Capital letters, however, are helpful not only for the correspondent but also for the enemy: to increase security Alberti suggests using a capital letter as a key, for example B, and writing the corresponding lowercase at the beginning of the message and using then the four digits no longer as null but to signal the change of alphabet; the lower case letter corresponding to the number will be the new key and will be brought under B; the previous example then becomes:

clear    INVIARERINFORZIDOMANI

with numbers             INVIA1RERINFO4RZID2OMANI

encrypted       kegheoydjdbzosnetoyiocajy

Leone_Batista_Alberti incisThe cipher coincides with the previous one only at the beginning; there are no more capital letters; the decryption proceeds as above: the recipient brings the first letter k to coincide with B and decrypts with this list until he gets the number 1, in this example at the y; then he rotates the disk until y coincides with B and so on until he finds another digit.
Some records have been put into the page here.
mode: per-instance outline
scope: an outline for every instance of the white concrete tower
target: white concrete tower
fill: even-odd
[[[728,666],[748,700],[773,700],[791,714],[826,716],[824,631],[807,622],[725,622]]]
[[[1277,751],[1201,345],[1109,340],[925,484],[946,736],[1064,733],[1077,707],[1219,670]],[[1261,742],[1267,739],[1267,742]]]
Alternatively, you could use a single digit as a list change symbol, and the other 3 as null.

Third case

At the end of the treatise, Alberti proposes a completely different system, encoding by phrases instead of by words: at the base there is a phrasebook of common messages encrypted with only 4 digits (1,2,3,4) present on the disk; the two-digit numbers from 11 to 44 are 16, those of 3 digits from 111 to 444 are 64, those of 4 digits from 1111 to 4444 are 256, in all 336 combinations which therefore allow a rather full-bodied phrase book.
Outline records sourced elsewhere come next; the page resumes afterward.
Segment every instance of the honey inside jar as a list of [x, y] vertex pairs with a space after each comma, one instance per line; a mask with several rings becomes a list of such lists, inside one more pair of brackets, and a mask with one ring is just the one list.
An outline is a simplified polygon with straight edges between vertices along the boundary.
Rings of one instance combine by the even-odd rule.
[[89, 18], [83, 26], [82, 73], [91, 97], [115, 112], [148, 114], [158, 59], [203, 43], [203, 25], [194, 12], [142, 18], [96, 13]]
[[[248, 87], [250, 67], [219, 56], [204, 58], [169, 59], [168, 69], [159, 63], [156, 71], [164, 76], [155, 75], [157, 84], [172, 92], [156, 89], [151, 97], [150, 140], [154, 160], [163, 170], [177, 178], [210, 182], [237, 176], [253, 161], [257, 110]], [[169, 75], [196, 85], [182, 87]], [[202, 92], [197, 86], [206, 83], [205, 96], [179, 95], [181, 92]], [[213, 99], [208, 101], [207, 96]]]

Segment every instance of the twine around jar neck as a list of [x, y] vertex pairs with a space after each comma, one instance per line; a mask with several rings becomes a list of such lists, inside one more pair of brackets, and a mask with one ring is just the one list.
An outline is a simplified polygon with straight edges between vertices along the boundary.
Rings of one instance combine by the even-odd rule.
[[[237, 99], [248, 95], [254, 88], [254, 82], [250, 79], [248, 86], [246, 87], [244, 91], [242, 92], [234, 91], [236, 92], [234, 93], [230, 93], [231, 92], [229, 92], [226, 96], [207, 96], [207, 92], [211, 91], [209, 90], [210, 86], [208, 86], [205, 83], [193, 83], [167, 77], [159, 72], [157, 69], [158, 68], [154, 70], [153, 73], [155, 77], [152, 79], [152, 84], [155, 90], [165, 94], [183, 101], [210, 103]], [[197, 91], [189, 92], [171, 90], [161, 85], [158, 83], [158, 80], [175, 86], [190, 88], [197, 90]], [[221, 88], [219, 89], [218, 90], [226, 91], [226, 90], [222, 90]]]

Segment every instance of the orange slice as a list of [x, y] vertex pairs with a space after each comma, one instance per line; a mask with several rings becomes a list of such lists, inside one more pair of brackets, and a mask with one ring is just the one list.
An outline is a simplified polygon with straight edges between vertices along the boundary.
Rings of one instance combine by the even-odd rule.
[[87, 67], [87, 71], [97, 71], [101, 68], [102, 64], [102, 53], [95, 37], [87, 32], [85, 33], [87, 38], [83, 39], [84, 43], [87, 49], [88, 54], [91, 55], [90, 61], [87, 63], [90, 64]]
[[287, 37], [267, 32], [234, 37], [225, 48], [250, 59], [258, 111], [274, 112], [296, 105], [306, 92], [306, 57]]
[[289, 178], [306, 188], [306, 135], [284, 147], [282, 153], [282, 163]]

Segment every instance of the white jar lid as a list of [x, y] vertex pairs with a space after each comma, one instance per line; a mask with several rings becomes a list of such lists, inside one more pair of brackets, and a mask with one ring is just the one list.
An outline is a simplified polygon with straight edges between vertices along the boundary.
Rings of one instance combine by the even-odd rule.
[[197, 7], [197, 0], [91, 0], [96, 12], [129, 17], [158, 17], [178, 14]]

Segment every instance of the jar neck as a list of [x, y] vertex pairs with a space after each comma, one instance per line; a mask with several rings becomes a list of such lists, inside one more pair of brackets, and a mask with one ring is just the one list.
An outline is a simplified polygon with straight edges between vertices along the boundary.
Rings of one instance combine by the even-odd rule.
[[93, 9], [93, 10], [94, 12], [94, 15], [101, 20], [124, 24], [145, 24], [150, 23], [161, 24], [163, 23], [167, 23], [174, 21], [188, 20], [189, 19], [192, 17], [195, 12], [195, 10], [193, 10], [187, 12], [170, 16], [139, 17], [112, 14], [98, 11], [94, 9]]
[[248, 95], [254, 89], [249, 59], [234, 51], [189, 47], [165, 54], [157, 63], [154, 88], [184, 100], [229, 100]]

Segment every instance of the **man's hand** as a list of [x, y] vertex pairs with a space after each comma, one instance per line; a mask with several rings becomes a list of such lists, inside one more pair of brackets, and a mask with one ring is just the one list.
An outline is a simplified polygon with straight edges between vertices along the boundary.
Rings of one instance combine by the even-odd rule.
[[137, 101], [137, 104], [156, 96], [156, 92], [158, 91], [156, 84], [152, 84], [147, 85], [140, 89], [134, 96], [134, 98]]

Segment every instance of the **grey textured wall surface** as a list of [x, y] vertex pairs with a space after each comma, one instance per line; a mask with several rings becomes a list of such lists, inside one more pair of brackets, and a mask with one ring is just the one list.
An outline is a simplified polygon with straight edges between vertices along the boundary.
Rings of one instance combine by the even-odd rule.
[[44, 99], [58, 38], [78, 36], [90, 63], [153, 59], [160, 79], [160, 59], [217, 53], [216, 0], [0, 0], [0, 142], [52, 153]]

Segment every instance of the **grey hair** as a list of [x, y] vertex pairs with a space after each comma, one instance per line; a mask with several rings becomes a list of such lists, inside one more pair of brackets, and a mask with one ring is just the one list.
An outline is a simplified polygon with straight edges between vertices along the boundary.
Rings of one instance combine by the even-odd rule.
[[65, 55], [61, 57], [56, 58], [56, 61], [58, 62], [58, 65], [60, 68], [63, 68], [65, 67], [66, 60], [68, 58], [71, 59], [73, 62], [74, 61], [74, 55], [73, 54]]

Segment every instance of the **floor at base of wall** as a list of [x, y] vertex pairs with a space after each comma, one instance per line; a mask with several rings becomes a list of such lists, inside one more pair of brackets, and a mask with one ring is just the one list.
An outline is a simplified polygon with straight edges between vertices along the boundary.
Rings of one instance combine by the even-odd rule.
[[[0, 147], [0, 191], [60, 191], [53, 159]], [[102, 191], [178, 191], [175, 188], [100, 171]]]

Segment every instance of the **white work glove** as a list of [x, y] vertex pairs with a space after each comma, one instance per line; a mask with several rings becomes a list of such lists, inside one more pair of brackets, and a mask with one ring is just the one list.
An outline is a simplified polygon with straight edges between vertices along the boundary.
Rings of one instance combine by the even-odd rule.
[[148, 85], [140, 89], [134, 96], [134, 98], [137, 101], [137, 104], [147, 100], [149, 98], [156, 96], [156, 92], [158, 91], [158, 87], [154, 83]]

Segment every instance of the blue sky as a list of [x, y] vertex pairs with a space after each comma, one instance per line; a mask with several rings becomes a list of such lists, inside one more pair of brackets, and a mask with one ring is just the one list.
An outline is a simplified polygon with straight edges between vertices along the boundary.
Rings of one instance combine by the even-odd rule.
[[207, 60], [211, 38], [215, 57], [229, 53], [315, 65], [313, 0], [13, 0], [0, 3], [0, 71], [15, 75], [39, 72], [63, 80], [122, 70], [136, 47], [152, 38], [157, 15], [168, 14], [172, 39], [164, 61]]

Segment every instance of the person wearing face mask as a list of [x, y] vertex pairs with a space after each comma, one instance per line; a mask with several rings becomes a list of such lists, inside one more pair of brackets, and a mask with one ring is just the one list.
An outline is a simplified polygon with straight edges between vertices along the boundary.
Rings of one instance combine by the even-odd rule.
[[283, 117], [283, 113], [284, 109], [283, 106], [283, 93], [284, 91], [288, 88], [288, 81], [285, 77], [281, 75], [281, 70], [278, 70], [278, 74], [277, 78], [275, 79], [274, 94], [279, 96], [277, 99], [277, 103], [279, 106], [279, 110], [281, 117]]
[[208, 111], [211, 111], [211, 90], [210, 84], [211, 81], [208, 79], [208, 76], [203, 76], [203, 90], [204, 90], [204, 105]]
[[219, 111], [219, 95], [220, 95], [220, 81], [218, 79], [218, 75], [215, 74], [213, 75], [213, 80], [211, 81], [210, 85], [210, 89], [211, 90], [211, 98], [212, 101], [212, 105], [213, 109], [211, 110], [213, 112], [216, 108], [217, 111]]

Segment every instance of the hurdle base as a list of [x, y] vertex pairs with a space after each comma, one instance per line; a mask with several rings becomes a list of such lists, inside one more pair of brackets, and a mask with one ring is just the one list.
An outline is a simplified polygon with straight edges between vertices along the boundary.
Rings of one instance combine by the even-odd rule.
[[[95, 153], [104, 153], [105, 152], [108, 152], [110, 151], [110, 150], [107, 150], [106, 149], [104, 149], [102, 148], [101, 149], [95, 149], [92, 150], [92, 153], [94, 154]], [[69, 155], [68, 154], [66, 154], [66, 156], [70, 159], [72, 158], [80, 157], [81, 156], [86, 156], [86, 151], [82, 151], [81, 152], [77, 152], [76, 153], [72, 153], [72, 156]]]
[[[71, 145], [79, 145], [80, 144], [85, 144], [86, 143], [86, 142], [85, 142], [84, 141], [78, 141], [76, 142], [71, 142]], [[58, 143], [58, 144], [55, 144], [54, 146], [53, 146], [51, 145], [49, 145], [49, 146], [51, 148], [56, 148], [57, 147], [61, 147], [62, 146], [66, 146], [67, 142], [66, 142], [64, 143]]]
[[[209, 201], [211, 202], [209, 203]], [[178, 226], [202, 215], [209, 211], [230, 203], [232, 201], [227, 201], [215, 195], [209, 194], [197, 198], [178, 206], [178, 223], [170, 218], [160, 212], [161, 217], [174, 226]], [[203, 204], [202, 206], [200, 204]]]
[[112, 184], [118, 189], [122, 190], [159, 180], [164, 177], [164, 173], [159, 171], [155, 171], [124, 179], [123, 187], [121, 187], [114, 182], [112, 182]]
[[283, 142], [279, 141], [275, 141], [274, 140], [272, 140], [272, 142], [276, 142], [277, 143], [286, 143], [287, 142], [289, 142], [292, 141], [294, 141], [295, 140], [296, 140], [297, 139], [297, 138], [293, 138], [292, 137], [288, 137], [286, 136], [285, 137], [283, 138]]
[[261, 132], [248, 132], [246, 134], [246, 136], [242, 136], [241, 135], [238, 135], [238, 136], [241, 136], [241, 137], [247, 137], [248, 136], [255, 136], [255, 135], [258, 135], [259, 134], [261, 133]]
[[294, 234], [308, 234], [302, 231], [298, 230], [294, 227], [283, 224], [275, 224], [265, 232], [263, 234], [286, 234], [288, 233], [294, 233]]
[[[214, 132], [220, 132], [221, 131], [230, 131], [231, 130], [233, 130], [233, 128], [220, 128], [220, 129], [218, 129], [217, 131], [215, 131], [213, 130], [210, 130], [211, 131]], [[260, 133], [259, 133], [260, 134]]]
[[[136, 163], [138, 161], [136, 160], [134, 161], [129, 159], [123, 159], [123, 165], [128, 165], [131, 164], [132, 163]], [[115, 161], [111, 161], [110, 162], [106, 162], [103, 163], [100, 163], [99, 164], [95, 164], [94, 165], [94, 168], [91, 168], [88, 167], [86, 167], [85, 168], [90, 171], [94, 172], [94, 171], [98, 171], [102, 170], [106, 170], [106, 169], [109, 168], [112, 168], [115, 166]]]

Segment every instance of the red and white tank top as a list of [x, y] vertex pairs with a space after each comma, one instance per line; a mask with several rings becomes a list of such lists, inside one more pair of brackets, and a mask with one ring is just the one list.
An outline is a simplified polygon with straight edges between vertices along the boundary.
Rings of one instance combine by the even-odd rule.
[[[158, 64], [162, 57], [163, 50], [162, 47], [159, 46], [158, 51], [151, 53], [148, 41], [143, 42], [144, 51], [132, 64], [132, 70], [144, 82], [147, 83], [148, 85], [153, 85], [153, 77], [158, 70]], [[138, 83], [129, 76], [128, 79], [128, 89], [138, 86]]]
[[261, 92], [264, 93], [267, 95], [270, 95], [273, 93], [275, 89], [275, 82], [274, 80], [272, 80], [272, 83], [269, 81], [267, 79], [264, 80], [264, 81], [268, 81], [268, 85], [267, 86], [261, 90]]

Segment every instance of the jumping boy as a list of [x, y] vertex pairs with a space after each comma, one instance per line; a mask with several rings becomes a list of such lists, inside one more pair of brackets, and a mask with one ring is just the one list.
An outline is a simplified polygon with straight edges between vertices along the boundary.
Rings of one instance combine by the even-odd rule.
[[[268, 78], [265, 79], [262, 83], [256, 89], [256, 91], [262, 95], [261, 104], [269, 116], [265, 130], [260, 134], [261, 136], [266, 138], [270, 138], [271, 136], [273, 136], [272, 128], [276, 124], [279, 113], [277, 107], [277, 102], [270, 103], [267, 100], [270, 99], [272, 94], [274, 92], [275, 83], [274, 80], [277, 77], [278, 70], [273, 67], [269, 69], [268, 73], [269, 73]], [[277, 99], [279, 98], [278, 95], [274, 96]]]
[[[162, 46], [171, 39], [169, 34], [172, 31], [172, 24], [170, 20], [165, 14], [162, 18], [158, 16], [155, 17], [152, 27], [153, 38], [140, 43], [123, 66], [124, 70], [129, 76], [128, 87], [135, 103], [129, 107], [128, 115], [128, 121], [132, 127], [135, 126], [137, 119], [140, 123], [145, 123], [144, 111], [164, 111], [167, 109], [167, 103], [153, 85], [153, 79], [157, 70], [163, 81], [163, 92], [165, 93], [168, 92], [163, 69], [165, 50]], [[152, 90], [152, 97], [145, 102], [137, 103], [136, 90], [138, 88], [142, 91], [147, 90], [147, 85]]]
To make it even broader, Alberti proposes to create many lists distinct by topic from a capital letter, for example A for annona, B for war events, etc. etc. then to use the disc to substitute the numbers with the letters below in the rotated disc to an agreed position. Consisting of two passages it could be considered a form of over-encryption, but in fact, it boils down to one digit where each sentence is encrypted with a group of two to four letters; at the end of the treaty there is an empty list, to be filled in, of the possible figures from 11 to 4444; there is no complete usage example.

 

Security of the encrypting disk

As stated above, security is mostly based on the internal disk which is a permutation of the 24-letter alphabet.

One flaw is that by its nature this key cannot be held by heart, and the disk must be kept in a safe place.

The use of the disk is not so convenient, and if it is necessary to change the key, it is necessary to make a new one.

Certainly, the two systems described by Alberti are safer than many later figures.